Our movements and the way we hold ourselves are strong indicators of our perception of ourselves, the world and our subsequent behaviour. The postures and movements that we do regularly become ingrained. They become our patterns and the filtered lens through which we experience the world. We are all operating our patterns all the time. It feels comfortable and familiar, it feels like home. So we think that sitting or moving a certain way is natural, when in fact it is merely habitual. Altering these patterns feels weird or wrong, but it is simply different. Comfort is how our bodies tell us to do our habits. Our habits are a bit like eating a hot curry regularly, you stop noticing the intensity of the flavour and it becomes ordinary. Over time our body begins to curve and mould to the shape of our habits. Look around at people in the street and notice the different grooves that people have carved themselves into by repeating the same physical patterns over and over again.
See the people who have an air of moroseness about them with a heavy heads, droopy shoulders and long-drawn faces. See those who move with aggression, with tight, rigid, shoulders, a set jaw and piercing gaze. It takes awareness, repetition, patience, and a lot of self-compassion to begin to shift our modus operandi, but it is possible.

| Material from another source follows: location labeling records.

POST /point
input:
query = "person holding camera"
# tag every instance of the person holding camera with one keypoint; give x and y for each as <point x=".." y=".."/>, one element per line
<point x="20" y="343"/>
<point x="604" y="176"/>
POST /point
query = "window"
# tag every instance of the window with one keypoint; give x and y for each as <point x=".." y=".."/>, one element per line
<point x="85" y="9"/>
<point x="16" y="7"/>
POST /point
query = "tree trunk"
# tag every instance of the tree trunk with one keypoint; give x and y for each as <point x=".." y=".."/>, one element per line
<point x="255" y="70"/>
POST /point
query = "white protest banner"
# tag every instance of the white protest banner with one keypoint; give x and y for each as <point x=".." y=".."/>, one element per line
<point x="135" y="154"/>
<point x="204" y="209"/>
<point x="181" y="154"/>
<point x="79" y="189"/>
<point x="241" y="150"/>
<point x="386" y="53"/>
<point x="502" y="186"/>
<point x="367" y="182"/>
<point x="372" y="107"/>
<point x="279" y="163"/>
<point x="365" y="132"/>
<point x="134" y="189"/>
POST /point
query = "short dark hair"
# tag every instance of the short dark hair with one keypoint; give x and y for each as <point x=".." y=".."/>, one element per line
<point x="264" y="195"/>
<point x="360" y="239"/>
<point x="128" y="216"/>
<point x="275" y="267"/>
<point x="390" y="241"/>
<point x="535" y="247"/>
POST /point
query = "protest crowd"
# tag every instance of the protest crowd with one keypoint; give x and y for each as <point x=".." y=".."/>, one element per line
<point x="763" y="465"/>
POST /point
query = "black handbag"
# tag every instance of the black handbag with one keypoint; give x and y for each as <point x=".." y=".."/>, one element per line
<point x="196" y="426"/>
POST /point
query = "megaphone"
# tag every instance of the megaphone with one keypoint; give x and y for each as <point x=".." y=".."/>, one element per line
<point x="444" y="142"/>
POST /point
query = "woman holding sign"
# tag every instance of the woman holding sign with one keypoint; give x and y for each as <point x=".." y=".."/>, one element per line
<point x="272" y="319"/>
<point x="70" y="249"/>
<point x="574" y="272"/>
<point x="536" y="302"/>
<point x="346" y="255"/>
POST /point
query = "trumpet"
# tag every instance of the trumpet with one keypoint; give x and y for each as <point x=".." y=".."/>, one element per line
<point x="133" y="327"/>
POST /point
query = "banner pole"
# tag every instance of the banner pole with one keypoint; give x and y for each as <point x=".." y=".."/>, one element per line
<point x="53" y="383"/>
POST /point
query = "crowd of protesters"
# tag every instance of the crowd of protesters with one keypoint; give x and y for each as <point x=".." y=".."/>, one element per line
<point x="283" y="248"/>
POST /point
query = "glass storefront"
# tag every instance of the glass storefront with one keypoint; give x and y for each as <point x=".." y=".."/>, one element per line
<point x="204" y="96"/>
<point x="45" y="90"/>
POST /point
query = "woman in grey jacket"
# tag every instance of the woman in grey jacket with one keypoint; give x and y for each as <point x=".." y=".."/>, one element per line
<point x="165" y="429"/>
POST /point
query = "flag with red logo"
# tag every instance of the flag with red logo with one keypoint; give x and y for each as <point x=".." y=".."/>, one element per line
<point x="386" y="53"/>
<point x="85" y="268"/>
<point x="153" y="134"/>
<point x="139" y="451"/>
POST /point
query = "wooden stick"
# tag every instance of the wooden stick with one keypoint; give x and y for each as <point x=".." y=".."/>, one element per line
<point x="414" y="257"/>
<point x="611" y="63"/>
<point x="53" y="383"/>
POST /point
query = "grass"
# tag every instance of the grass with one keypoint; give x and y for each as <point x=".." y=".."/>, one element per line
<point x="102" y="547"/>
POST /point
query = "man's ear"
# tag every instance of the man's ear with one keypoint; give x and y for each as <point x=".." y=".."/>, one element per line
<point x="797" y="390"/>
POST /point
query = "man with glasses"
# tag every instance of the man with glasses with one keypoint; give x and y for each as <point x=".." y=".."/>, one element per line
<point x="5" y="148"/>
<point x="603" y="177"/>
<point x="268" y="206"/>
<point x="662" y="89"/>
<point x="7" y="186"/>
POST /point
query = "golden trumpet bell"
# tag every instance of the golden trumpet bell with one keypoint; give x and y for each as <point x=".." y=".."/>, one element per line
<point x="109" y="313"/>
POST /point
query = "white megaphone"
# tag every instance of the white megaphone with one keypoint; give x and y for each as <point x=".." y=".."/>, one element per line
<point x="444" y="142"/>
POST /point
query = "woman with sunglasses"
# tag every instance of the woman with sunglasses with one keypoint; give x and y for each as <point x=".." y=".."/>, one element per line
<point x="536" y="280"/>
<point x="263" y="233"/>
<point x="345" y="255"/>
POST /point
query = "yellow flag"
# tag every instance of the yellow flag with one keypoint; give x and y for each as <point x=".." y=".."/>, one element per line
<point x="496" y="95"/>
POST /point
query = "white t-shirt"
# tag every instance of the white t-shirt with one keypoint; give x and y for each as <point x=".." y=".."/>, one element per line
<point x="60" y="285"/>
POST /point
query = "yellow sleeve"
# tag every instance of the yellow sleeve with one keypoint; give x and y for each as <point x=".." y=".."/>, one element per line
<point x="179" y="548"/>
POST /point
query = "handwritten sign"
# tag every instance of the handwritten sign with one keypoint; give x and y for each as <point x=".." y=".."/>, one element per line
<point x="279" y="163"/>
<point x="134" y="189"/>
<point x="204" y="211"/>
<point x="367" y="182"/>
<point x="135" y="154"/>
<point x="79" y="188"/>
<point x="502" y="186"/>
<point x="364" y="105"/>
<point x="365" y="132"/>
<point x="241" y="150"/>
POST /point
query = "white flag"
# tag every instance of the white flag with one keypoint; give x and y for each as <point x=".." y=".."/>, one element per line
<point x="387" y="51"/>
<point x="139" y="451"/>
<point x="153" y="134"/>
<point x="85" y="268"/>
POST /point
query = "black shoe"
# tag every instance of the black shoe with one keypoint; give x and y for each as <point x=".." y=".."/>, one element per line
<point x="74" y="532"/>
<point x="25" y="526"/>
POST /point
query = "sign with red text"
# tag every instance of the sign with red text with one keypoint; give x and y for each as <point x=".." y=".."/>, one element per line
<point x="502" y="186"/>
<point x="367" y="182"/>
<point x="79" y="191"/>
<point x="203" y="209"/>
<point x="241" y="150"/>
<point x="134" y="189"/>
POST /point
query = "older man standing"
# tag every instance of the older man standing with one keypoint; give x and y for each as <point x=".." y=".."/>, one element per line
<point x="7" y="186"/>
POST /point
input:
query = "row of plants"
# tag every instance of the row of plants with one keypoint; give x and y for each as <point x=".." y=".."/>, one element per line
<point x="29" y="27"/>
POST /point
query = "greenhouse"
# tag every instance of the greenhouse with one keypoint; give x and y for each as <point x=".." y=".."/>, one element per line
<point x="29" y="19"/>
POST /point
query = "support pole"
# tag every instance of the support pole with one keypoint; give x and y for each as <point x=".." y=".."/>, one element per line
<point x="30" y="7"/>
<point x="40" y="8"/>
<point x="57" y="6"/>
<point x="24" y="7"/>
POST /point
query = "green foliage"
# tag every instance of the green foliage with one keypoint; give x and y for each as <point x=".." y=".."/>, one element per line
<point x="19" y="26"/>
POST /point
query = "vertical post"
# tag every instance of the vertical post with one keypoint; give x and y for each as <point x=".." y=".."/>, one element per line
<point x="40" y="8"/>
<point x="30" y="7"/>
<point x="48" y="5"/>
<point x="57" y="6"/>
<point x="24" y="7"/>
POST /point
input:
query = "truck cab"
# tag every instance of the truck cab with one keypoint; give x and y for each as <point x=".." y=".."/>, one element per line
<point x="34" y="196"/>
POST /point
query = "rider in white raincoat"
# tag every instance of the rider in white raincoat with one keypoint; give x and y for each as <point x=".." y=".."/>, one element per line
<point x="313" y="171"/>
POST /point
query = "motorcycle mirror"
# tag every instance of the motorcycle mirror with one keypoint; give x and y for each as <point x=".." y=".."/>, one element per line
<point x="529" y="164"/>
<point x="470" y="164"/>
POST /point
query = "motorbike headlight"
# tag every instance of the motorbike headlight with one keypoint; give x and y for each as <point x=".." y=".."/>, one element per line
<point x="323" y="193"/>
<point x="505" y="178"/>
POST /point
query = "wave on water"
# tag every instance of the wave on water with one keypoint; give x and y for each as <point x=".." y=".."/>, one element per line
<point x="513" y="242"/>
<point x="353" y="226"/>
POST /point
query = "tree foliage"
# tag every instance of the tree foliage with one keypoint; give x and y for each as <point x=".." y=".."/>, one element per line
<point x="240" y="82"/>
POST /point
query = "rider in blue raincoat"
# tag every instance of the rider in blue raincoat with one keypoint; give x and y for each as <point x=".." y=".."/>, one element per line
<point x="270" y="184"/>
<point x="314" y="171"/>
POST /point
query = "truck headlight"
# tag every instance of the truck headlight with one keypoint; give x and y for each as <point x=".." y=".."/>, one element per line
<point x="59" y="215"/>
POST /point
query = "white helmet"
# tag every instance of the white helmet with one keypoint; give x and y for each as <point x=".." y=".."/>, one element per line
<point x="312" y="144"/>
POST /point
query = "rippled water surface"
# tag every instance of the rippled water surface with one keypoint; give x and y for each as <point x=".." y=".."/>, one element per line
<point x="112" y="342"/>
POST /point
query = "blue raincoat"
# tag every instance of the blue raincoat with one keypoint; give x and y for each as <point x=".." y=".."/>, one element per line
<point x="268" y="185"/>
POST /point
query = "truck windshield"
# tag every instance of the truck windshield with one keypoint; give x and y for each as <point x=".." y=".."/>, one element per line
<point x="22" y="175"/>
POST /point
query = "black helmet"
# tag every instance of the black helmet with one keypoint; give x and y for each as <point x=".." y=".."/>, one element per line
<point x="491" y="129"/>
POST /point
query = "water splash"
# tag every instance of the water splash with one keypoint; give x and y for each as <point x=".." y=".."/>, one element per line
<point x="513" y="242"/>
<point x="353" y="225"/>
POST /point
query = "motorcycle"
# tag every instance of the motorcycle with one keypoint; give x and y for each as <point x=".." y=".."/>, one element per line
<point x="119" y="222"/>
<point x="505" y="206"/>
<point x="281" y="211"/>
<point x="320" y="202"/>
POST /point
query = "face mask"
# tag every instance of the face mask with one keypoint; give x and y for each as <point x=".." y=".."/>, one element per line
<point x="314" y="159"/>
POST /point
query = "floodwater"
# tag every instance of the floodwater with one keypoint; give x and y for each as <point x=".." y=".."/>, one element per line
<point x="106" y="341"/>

So where do you begin you may ask? Below are some practices that I learned from other teachers in the field, that helped me personally and while working with a client to expand their leadership presence.
The work begins with:
- Awareness: bring your attention to the felt senses within your body, notice how you are breathing, any movement in the body, any sensations, temperature, or any feelings that emerge. Bring your attention to your core, the centre of your body (also to your jaw, shoulders, mouth, tongue, chest, and belly), and notice any sensation of constrictions or expansion in your body. Just notice how you are standing on your feet, how they are touching the floor, and how restricted or open is your torso area.

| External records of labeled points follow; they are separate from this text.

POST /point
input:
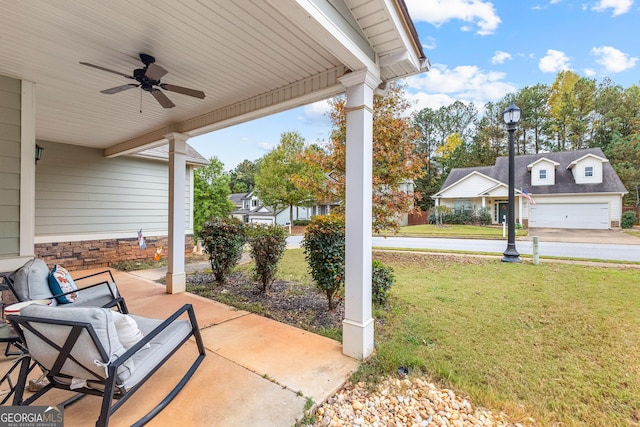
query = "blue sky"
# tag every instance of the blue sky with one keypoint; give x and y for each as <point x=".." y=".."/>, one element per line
<point x="479" y="52"/>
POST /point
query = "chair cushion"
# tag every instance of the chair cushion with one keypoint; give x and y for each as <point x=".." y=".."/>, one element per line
<point x="127" y="328"/>
<point x="60" y="282"/>
<point x="162" y="345"/>
<point x="31" y="281"/>
<point x="95" y="296"/>
<point x="84" y="351"/>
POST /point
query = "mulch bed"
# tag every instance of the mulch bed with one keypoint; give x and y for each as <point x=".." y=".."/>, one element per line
<point x="297" y="304"/>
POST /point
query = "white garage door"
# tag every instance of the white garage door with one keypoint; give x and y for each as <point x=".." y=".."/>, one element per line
<point x="262" y="221"/>
<point x="563" y="215"/>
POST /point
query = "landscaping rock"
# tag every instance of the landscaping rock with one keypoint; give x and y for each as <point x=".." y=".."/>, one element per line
<point x="403" y="403"/>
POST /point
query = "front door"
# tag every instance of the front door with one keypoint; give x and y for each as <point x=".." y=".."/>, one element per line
<point x="502" y="212"/>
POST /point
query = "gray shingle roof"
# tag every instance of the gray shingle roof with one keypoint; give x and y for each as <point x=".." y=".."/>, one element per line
<point x="564" y="178"/>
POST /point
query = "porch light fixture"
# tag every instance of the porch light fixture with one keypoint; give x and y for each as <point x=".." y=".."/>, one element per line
<point x="511" y="118"/>
<point x="38" y="153"/>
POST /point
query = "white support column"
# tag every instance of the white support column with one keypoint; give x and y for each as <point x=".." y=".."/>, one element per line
<point x="27" y="169"/>
<point x="520" y="210"/>
<point x="357" y="326"/>
<point x="176" y="276"/>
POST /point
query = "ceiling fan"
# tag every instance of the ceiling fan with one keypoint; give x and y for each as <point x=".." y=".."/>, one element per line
<point x="148" y="79"/>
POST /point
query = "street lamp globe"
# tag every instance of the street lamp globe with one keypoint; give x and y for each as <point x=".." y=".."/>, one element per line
<point x="512" y="114"/>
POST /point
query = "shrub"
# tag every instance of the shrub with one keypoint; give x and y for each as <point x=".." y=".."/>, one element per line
<point x="484" y="217"/>
<point x="323" y="246"/>
<point x="629" y="218"/>
<point x="267" y="244"/>
<point x="222" y="240"/>
<point x="382" y="279"/>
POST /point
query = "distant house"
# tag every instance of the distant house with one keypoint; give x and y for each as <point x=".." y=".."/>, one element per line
<point x="249" y="209"/>
<point x="570" y="189"/>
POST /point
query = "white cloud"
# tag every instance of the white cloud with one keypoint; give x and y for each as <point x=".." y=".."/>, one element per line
<point x="554" y="62"/>
<point x="266" y="146"/>
<point x="437" y="12"/>
<point x="500" y="57"/>
<point x="441" y="86"/>
<point x="429" y="43"/>
<point x="317" y="110"/>
<point x="613" y="60"/>
<point x="590" y="72"/>
<point x="620" y="7"/>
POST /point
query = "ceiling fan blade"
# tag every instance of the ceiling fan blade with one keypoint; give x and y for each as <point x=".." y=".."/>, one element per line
<point x="108" y="70"/>
<point x="119" y="89"/>
<point x="183" y="90"/>
<point x="155" y="72"/>
<point x="162" y="98"/>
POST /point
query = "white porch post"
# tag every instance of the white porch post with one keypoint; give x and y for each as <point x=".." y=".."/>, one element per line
<point x="520" y="210"/>
<point x="27" y="169"/>
<point x="357" y="326"/>
<point x="176" y="276"/>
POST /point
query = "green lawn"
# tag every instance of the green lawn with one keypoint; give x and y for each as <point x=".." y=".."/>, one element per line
<point x="470" y="231"/>
<point x="556" y="342"/>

- Expand: how much space do you take up? I am talking about the postures you make. Do you spread out with open arms, legs and broad torso; or do you tend to fold in, crossing your arms and legs and rolling your shoulders forward to sink in the chest? The way we expand or shrink our posture strongly influences the way others perceive us and also our perception of ourselves. We tend to make ourselves smaller when we feel threatened or submissive. Perhaps we draw the limbs in, wrap them around us and tighten up or slump. When we take up less space in the world we take up less space inside ourselves. This doesn’t just give the impression to others that we are less competent, but it also makes us doubt ourselves. Research by Brinol, Petty and Wagner (2009) found that people were more able to access positive thoughts about themselves, and more able to hold on to these opinions, when they sat in uplifted poses with their chests out, as opposed to slumped with their backs curved. The shapes we make do affect our state of mind and how we feel about ourselves.

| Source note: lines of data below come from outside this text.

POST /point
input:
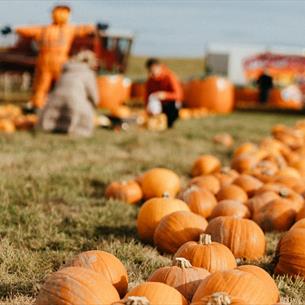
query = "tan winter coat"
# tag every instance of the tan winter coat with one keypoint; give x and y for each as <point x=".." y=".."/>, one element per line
<point x="70" y="107"/>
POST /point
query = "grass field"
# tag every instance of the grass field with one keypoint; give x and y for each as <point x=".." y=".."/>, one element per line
<point x="52" y="203"/>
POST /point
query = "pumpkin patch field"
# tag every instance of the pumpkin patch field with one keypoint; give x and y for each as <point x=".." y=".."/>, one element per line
<point x="140" y="217"/>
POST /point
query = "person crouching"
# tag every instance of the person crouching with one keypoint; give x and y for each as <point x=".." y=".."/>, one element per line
<point x="163" y="91"/>
<point x="70" y="106"/>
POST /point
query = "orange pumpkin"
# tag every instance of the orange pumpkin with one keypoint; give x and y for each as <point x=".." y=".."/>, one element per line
<point x="291" y="253"/>
<point x="205" y="165"/>
<point x="158" y="294"/>
<point x="105" y="264"/>
<point x="242" y="236"/>
<point x="181" y="276"/>
<point x="177" y="228"/>
<point x="152" y="211"/>
<point x="277" y="215"/>
<point x="208" y="182"/>
<point x="237" y="283"/>
<point x="75" y="285"/>
<point x="232" y="192"/>
<point x="206" y="254"/>
<point x="248" y="183"/>
<point x="128" y="191"/>
<point x="230" y="208"/>
<point x="199" y="200"/>
<point x="158" y="181"/>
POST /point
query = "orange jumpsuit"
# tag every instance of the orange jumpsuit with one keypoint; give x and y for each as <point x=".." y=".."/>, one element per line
<point x="54" y="43"/>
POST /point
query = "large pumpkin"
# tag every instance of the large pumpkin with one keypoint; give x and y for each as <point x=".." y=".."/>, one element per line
<point x="159" y="181"/>
<point x="237" y="283"/>
<point x="199" y="200"/>
<point x="230" y="208"/>
<point x="105" y="264"/>
<point x="205" y="165"/>
<point x="177" y="228"/>
<point x="291" y="253"/>
<point x="152" y="211"/>
<point x="232" y="192"/>
<point x="128" y="191"/>
<point x="75" y="285"/>
<point x="206" y="254"/>
<point x="158" y="294"/>
<point x="242" y="236"/>
<point x="181" y="276"/>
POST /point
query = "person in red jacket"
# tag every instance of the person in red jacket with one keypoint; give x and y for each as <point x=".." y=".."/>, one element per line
<point x="163" y="88"/>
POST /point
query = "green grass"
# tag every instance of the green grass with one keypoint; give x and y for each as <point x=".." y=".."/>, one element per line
<point x="52" y="203"/>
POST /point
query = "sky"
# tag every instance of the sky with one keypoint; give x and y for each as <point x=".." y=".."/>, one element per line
<point x="178" y="27"/>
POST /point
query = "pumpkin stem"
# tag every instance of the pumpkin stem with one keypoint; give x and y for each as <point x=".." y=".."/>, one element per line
<point x="205" y="239"/>
<point x="134" y="300"/>
<point x="219" y="298"/>
<point x="182" y="263"/>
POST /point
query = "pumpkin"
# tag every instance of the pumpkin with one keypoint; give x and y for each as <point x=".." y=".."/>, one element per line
<point x="291" y="253"/>
<point x="300" y="214"/>
<point x="132" y="301"/>
<point x="106" y="264"/>
<point x="152" y="211"/>
<point x="205" y="165"/>
<point x="232" y="192"/>
<point x="242" y="236"/>
<point x="264" y="276"/>
<point x="199" y="200"/>
<point x="208" y="182"/>
<point x="128" y="191"/>
<point x="206" y="254"/>
<point x="157" y="181"/>
<point x="247" y="147"/>
<point x="158" y="294"/>
<point x="277" y="215"/>
<point x="248" y="183"/>
<point x="237" y="283"/>
<point x="260" y="200"/>
<point x="224" y="139"/>
<point x="226" y="176"/>
<point x="181" y="276"/>
<point x="176" y="229"/>
<point x="219" y="298"/>
<point x="75" y="285"/>
<point x="230" y="208"/>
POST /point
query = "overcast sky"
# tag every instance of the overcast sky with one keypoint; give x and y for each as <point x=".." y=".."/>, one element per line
<point x="180" y="28"/>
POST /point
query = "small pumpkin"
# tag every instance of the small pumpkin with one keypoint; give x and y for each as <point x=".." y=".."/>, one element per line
<point x="277" y="215"/>
<point x="230" y="208"/>
<point x="206" y="254"/>
<point x="291" y="253"/>
<point x="237" y="283"/>
<point x="76" y="285"/>
<point x="181" y="276"/>
<point x="157" y="181"/>
<point x="219" y="298"/>
<point x="153" y="210"/>
<point x="106" y="264"/>
<point x="232" y="192"/>
<point x="177" y="228"/>
<point x="248" y="183"/>
<point x="200" y="201"/>
<point x="128" y="191"/>
<point x="242" y="236"/>
<point x="205" y="165"/>
<point x="158" y="294"/>
<point x="208" y="182"/>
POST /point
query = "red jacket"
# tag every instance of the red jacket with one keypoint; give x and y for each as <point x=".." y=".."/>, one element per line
<point x="166" y="82"/>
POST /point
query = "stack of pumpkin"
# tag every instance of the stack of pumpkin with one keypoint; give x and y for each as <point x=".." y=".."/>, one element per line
<point x="12" y="119"/>
<point x="97" y="277"/>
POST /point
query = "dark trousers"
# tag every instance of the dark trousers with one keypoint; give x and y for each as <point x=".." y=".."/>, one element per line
<point x="171" y="111"/>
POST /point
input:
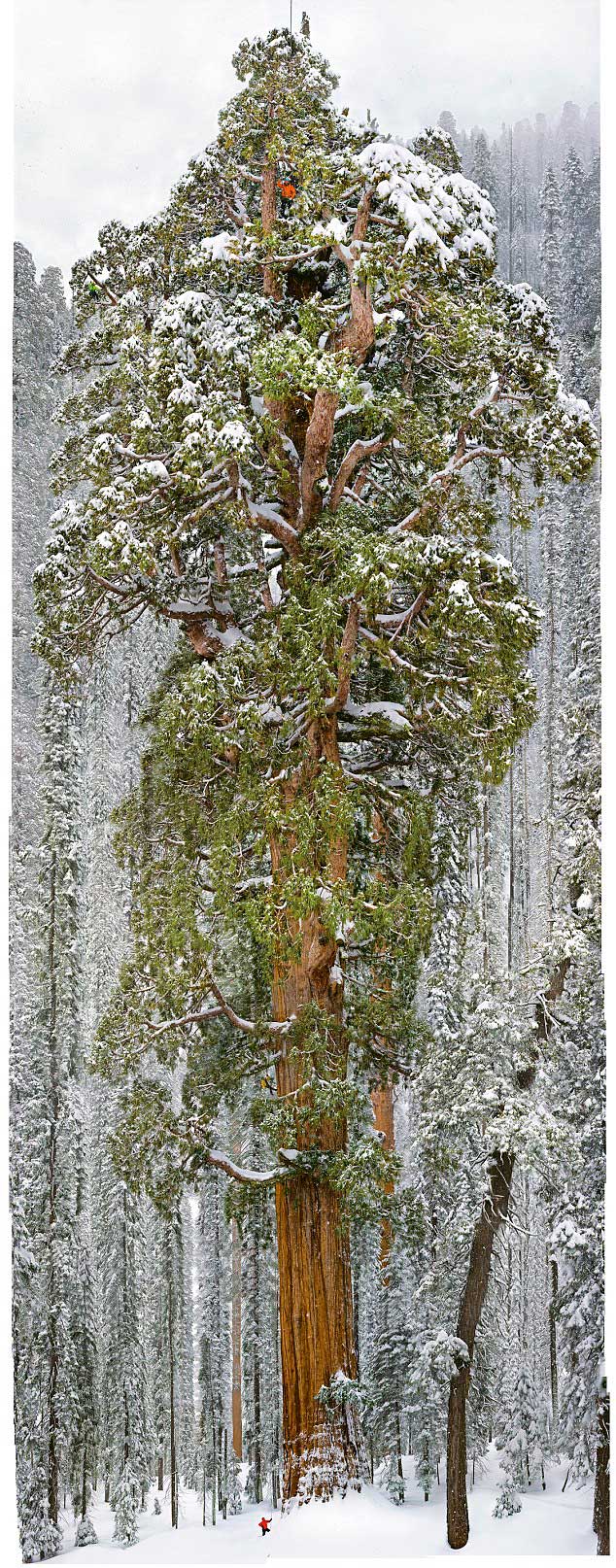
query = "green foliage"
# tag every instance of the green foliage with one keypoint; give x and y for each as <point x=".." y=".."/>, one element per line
<point x="194" y="487"/>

- Roots & Wings (grounded & free): our optimal state exists in the balance between the opposing forces of up and down. It translates into the way we feel about ourselves and how others perceive us. First, your roots. your stable foundation. To stand by your word, to look and feel confident you need a good foundation. It is a physical expression of your strength of character. Just like a tree, we grow down and up, so with our solid rooted foundation we also want to be uplifted and light. There are so many ways to help us feel rooted and open. One of my favourites is in movement and posture, by standing with feet hip-width apart and feeling the physical connection to the ground and noticing how your feet are making contact with the ground. The other would be by just tapping your feet on the ground while dancing to tribal music (feeling the bass/drums).
- Fire & Flow (Doing/Sensing): just as roots and wings help us to find the balance between up and down, we can also find the balance between the directions forward and backwards. Let’s think of these as our fire and our flow.
Fire burns through things and takes action. Do you have a sense of driving forward, being more on your toes, energised, on high alert? Some people are habitually very front-footed and keen to challenge and take action. By bringing the chest and the weight forward, and making clear, direct movements we can access more of this side of our personality. If we spend too much time in this direction without balance, we could come across as pushy or intimidating.
Flow is more adaptable and flexible. Do you have your weight back on your heels, laid back with a smoother, more fluid movement style? Maybe you swing and sway a little more. When we go with the flow we are more collaborative and receptive, placing value on relationships, acceptance and keeping the peace. Too much of this direction could be seen as a pushover or non-committal.
Pay attention to how you move daily and see what it’s like to do things a different way. Do you tend to do things with vigour and speed? What does it feel like to slow down? Are you measured and calm? Put your arms in the air, stick your tongue out and shake from head to toe! It doesn’t matter what you do. If it is different from your usual way of being, then it will lead you towards a different range of thoughts and actions.
What do you need more of?
- Results, action, challenge, vitality, courage, directive behaviours? Engage more of your forward fire.
- Flexibility, collaboration, responsiveness, empathy and ease? Settle backwards into your flow.
- Stability, order, trust, structure, focus and reliability? Ground yourself down into your roots.
- Creativity, spontaneity, humour, innovative and visionary behaviour? Lift yourself up with wings.